Don’t Panic. There is always hope. Studies show that people with the best self-control are people who have built in structure and healthy habits into their daily routines. Instead of wearing down their willpower and creating decision fatigue, they rely on their daily routine to direct many of their actions and save their decision-making energy for the important things. They prefer to avoid crises, rather than manage it. They give themselves reasonable deadlines. (I like to give myself, as a rule of thumb, four times longer to do something than I think it will take). They schedule important meetings in the morning and don’t allow them to be scheduled back to back. They try to make important decisions in the morning and won’t make them when they are tired or on an empty stomach (decision making is an energy, like many, that requires glucose to function well). It seems we have the ability to adhere to a daily routine without taxing our decision-making muscles.

Ayurveda teaches us that dinacaryā—a healthy daily routine—is a cornerstone of health. [To learn what Ayurveda suggests as a dinacaryā, you can read Dinacaryā: Changing Lives Through Daily Living] Ayurveda suggests that it is ideal to wake, eat and retire at the same time each day; have a diet, self oil massage, and exercise—that are all appropriate to our constitutions, that we meditate at the same time every day. Ideal dinacaryā also includes prescribed ethical behavior that runs along the same lines as the yamas (a list of attributes that we doo well to avoid) and niyamas (a list of qualities we do well to cultivate). It corrals our daily activities and behavior onto an established track.

For example, if we believe “thou shalt not kill” to our very bones, then this is never something we have to “decide” in the moment. It’s simply off limits. Problem solved. Precepts like the yamas and niyamas or the Golden Rule (do unto others as you would have them do unto you), can serve as such behavioral prescriptions.

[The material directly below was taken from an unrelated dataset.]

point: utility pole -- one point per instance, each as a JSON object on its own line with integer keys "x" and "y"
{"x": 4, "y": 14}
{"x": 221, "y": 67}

This is not to say that it is always easy to adopt such prescriptions, but it is something that, while it may cause decision fatigue to follow them at first, it is something that may get easier. My guru has likened the mind to a bird and the process of trying to control it to putting the bird in a cage. At first the mind flutters around, banging into the bars but, little by little, it settles down and becomes docile. Once a disciple asked my guru about anger. The disciple told my guru that, when he was in the middle of an angry episode, that there was nothing he could do to control it. My guru told him that this is very true and that it was important to focus on the time period between episodes of anger, to train the mind and the nature, through meditation and other appropriate efforts between episodes, and then the episodes would gradually become less frequent and less intense.

Another helping factor may be the company we keep. When I was a child my guru wrote me a letter. In this letter, he wrote, “Keep good company. Good company makes a man great.” Company that engages in behavior we wish to emulate can make it easy—even enjoyable—to practice that behavior. Between dinacaryā and good company, discipline becomes habit and our mental resources are freed up for new possibilities.

By Dr. Claudia Welch repurposed from a Newsletter around 2013

ps If you can have a friend to talk with who is also interested in establishing healthy habits, it can be helpful to support each other. They could read this article on the 5 tenets of health, and then you could chat about these things and give each other encouragement, if you find that sort of support helpful.